One of the many challenges life underwriters and actuaries face in adopting new prediction technology is how to evaluate the accuracy of the model. This blog outlines the basic statistical concept of accuracy of a predictive model in the context of life underwriting.
Discrimination: The first metric of accuracy we utilize is discrimination. This measures the ability of the model to predict individuals at higher and lower risk of death as well as ability of the model to predict those who will experience the outcome (in the case of life insurance, this is death) earlier than others. To explain it in another way, when a model has perfect discrimination, every individual who dies has higher predicted risk than those who live. In addition, individuals who die earlier have higher predicted risk than individuals who die later.
The statistical parameter for model discrimination is C-statistic. This is also referred to as the area under ROC (Receiver Operating Characteristic) curve. C-statistics have a value between 0.5 and 1. The lower end of the scale (0.5) is essentially the equivalent of a random coin toss to predict which individuals will live or die. A score of 1.0 represents perfect accuracy in differentiation. One can better visualize this by:
• First creating a chart where individuals are ranked by predicted risk and grouped by ten percentiles.
• Then visualizing the slope of observed mortality as the predicted mortality risk increases. The steeper the slope, the higher discrimination of the model is.
Calibration: The second accuracy model is calibration which is defined as the closeness between predicted risk value (predicted mortality for a group) and actual outcome (mortality). The common way to show calibration is to create a chart as outlined above and compare the predicted with observed mortality. A Chi-square value is a quantitative measure of calibration. The rule of thumb is that Chi-square below 20 represents a good fit.

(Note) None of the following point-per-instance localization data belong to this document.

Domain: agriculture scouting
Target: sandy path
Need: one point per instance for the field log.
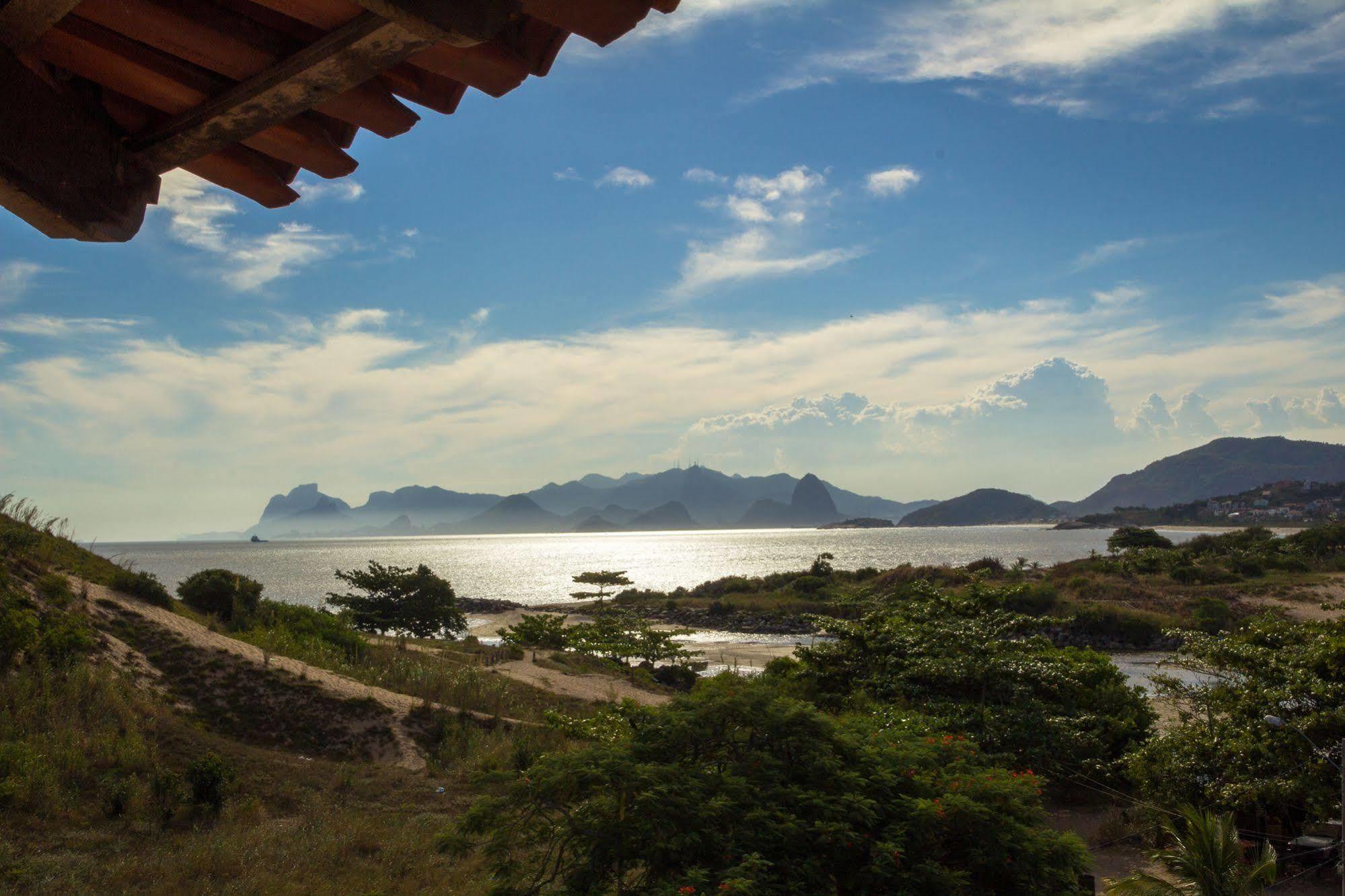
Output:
(593, 688)
(409, 755)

The lower the Chi-square, the higher the model calibration is.
Model discrimination and model calibration demonstrate different characteristics of the model. The following graphs demonstrate the divergence between good discrimination and good calibration. It is important to understand that in the context of life underwriting:
A. An underwriter is more interested in model discrimination, which is the power of the model to differentiate risk.
B. A pricing actuary is more interested in model calibration, which is the correlation of the predicted risk to actual mortality.
C. The ideal model exists when both discrimination and calibration are highly ranked.